07/08/2025
Wakacyjna klątwa Filipa
Jak co roku, pojechaliśmy na 4 dni do Jastarni. Pogoda nie rozpieszczała, więc wybraliśmy się do fokarium (jak co roku 😅). Kiedy szliśmy koło plaży, Filip wziął Misię na barana. W pewnym momencie słyszę achy i ochy oraz dźwięk, jakby ktoś upadał.
Odwracam się i widzę, że Misia leży na ziemi. Filip też. 🫥
Nie widziałam samego upadku, ale Misia mówiła, że nic jej nie jest. Filip twierdził, że ją łapał, żeby nie uderzyła o ziemię. Sądząc po minach ludzi, musiało to wyglądać dramatycznie. Przynajmniej mnie zmroziło… Filip uważa, że to było poślizgnięcie na piasku, a nie „przez chorobę”.
Później tego samego dnia znów wylądował na ziemi. Tym razem ześlizgnął się z krawężnika.

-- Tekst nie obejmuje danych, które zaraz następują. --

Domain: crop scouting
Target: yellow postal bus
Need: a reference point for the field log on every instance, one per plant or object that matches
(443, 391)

Filipa kolana po raz kolejny oberwały. To już któreś wakacje z rzędu, kiedy Filip się przewraca i rozwala kolana. Jakaś wakacyjna klątwa… (link do poprzednich upadków w komentarzu)
Ale podejdźmy do tego analitycznie i zastanówmy się, dlaczego tak się dzieje:
– wysiłek
– długie spacery
– stres
– pośpiech
– niepewne podłoże
– złe obuwie (niepodtrzymujące stopy)
To czynniki, które najczęściej wpływają na upadki.

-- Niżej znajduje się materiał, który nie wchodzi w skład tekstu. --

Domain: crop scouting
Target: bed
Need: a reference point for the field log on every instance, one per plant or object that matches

Filipowa choroba nie odpuszcza, a on dzielnie z nią walczy, chodząc na kosztowną rehabilitację. Wkurza mnie to, że musimy co roku prosić Cię o 1,5% podatku na rehabilitację dla Filipa. Dlaczego? Bo to uwłaczające, kiedy ciągle musimy prosić o pomoc, zwłaszcza gdy inni z niepełnosprawnościami dostają o wiele lepsze wsparcie.
Wiele się ostatnio dzieje w sprawach osób z niepełnosprawnością, ale żadna z tych zmian nas nie dotyczy! Ciągle słyszę:
– „od czegoś trzeba zacząć”,
– „najpierw muszą dostać inni”,
– „wam się nie należy”,
– „jest za sprawny”,
– „pomoc takim ludziom to zaprzeczenie asystencji”.
Mam już dość!
Filipowi nawet nie przysługiwała renta aż do tego roku, bo miał za mało lat stażu pracy! Teraz ma rentę (kilkaset złotych), obniżoną, bo „za dobrze zarabia”!
A tymczasem ja żebrzę w internecie i zbieram Filipa z chodnika. Nikt tego nie rozumie, a tak wygląda życie z chorobą nieuleczalną i postępującą.